I did not want to believe what I heard. I did not know from
which city or town he came, or any relatives he might have
had. I didn't know whom to contact or where to go to find out
anything about him, and neither did any of his friends.
My feeling of rejection was deep and painful. Didn't he know
I loved him? Didn't he love me? Why did he do this? Did my
not "siding with him" hurt him so deeply that he left without
even a goodbye. I lived with this rejection for some time.

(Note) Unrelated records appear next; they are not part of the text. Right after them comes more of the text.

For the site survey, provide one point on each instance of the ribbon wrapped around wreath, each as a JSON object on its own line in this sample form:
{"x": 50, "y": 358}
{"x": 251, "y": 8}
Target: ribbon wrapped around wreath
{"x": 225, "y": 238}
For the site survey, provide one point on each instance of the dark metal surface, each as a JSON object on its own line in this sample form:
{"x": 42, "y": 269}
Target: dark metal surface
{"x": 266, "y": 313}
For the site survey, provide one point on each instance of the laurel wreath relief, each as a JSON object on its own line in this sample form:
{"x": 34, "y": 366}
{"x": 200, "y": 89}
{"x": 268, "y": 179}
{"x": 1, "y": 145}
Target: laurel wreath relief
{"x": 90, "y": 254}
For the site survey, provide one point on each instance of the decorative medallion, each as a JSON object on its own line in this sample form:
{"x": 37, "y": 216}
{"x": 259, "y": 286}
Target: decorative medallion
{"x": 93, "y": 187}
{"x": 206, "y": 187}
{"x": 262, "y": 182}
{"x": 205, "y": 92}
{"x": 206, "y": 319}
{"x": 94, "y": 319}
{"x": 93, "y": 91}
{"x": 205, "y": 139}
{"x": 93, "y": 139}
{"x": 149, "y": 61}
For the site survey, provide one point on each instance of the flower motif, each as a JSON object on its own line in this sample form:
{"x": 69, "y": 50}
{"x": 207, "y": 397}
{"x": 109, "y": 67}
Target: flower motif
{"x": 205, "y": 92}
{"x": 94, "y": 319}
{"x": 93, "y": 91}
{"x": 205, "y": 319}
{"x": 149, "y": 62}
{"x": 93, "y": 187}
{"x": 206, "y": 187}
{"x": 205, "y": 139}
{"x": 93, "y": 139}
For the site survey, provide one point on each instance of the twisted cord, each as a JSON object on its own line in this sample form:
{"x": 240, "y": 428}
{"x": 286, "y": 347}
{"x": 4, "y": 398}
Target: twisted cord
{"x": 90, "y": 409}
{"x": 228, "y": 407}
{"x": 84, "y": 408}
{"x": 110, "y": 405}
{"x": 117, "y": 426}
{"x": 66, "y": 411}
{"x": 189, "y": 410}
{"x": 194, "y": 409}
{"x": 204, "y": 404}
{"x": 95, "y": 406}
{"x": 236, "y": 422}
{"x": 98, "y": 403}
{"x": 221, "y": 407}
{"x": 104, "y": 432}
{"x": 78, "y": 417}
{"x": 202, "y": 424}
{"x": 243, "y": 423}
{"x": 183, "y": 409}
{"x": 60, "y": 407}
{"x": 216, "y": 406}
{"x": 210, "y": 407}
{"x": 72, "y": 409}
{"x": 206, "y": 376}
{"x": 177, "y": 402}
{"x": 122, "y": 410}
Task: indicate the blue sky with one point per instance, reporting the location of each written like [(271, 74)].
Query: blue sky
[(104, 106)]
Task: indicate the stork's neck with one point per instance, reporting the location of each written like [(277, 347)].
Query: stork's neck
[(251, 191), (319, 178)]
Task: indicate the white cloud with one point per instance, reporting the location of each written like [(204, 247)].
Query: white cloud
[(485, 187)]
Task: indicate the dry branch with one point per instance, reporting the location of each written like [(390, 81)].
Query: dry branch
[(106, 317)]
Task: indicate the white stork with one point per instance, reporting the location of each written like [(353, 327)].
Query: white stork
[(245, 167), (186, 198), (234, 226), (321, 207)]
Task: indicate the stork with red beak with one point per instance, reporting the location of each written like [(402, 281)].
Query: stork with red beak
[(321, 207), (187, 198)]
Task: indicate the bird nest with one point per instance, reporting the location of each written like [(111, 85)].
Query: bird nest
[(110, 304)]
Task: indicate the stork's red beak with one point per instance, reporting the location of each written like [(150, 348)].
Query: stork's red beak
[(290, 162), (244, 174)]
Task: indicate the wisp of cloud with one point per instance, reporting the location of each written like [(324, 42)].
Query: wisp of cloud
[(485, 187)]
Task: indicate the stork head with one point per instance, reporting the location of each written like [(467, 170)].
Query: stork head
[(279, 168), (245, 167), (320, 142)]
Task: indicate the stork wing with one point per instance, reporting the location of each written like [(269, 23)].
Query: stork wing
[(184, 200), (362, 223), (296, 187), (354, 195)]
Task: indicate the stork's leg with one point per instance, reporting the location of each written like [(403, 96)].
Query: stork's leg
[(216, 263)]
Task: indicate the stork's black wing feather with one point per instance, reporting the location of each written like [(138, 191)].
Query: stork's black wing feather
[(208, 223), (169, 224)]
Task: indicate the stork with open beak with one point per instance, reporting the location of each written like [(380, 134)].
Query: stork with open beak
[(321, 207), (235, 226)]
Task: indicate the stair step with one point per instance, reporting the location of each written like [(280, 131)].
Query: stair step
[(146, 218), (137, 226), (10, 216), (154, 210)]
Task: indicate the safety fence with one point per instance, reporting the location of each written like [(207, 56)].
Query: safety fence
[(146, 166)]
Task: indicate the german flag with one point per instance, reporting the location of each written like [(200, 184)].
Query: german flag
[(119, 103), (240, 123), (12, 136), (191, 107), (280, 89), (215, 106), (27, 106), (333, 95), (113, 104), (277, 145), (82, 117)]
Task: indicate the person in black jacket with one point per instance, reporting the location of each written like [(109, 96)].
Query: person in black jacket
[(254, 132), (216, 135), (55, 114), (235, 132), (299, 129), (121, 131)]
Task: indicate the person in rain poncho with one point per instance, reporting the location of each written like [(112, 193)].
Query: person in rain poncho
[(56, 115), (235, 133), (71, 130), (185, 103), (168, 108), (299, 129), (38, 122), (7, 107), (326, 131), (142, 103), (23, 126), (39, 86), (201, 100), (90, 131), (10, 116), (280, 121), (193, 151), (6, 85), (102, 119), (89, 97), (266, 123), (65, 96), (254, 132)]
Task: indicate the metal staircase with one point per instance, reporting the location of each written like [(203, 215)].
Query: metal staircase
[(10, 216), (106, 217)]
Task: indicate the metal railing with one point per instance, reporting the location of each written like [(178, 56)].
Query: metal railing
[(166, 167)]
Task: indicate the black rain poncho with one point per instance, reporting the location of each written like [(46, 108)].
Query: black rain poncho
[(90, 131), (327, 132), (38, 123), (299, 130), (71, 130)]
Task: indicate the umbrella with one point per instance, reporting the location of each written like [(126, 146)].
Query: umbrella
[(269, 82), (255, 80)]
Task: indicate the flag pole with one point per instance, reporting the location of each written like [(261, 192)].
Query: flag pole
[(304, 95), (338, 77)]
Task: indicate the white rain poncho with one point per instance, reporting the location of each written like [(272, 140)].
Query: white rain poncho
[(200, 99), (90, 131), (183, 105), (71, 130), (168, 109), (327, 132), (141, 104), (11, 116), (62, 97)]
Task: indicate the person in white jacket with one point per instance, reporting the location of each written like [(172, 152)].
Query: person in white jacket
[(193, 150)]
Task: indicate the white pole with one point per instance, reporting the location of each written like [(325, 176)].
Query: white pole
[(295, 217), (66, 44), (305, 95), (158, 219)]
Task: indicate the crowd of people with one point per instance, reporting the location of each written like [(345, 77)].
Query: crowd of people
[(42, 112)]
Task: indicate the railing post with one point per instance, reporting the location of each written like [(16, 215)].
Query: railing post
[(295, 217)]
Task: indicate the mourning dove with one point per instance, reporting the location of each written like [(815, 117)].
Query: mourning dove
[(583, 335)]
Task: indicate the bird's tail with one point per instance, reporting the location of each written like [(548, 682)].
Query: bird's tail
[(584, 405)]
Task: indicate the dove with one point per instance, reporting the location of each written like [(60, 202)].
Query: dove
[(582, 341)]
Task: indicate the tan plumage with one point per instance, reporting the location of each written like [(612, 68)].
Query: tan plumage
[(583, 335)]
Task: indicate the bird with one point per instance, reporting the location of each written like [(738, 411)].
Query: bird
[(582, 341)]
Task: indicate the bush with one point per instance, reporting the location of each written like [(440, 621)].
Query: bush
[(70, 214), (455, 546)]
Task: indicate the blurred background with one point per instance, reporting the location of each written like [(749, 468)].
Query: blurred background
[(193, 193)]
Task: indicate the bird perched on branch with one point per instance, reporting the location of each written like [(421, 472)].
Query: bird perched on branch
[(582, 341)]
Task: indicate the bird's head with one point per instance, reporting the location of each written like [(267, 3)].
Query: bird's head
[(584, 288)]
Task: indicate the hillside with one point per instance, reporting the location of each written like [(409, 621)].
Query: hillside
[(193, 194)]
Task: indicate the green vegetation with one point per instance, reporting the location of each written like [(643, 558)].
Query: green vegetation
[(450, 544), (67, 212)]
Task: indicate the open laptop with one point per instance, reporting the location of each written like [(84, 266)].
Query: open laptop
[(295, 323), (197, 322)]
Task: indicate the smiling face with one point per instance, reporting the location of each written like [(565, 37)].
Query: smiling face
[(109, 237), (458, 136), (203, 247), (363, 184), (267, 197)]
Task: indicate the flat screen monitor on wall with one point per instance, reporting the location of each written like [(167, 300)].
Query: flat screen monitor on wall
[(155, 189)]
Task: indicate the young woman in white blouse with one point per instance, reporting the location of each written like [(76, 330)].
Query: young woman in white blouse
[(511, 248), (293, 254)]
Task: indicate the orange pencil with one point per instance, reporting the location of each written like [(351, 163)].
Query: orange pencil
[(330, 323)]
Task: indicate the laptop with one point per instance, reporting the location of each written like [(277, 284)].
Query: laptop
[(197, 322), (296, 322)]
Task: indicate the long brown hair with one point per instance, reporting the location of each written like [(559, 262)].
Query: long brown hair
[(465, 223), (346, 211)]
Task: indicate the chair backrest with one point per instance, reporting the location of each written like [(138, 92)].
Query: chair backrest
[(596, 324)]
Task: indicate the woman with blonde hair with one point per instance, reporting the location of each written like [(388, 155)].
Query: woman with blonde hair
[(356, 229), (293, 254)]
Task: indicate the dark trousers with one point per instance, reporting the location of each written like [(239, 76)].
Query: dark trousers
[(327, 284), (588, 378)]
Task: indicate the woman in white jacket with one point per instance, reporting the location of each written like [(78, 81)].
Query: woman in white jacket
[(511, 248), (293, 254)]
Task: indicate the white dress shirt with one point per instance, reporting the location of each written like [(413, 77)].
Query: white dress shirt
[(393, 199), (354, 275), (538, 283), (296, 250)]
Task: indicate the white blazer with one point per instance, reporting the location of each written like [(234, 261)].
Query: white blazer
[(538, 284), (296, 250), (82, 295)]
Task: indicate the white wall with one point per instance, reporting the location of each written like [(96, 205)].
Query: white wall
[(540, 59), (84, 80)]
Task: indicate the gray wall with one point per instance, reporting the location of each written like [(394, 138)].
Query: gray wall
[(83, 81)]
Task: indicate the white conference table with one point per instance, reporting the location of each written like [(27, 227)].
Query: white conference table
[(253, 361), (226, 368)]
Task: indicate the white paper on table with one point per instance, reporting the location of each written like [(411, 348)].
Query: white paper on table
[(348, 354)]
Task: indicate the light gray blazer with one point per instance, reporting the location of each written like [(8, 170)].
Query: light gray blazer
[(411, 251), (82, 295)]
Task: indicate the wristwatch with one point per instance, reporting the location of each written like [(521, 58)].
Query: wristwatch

When I was able to focus away from myself, I looked at his
life from his point of view.
He lost my mother, moved to an environment alien to his own
where he had no friends, and then became ill. He was worried
about his health and did not get along with my husband. And
perhaps he felt I did not love him. Whatever the reasons, I
hope he found peace and contentment.
Unfortunately, I am not, although I would like to be, at the
spiritual level that makes me happy instead of sad, while I
am experiencing suffering. I'm working on it.
Through my experiences as an educator, and in my personal and
business dealings, I have learned the importance of
repetition and review. G-d, in His infinite wisdom,
consistently clarifies my knowledge and understanding, and
strengthens my trust, by testing me repeatedly regarding a
particular correction I need to make.
He knows, better than I do, when I have come to believe, and
at what level I am at, intellectually, and emotionally, at
any given time. I have learned that only when Hashem
determines it is time for me to move on, and work on
something else that needs perfecting, does He give me new,
appropriate tests.
Sometimes I pass them, and sometimes, unfortunately, I don't.
There is also no guarantee that I won't, on occasion, slip
backwards. I see how repetition and review, via various,
subtle and not so subtle situations, are some of the ways
Hashem helps me make and enforce necessary changes in how I
think and feel, and therefore, in how I behave.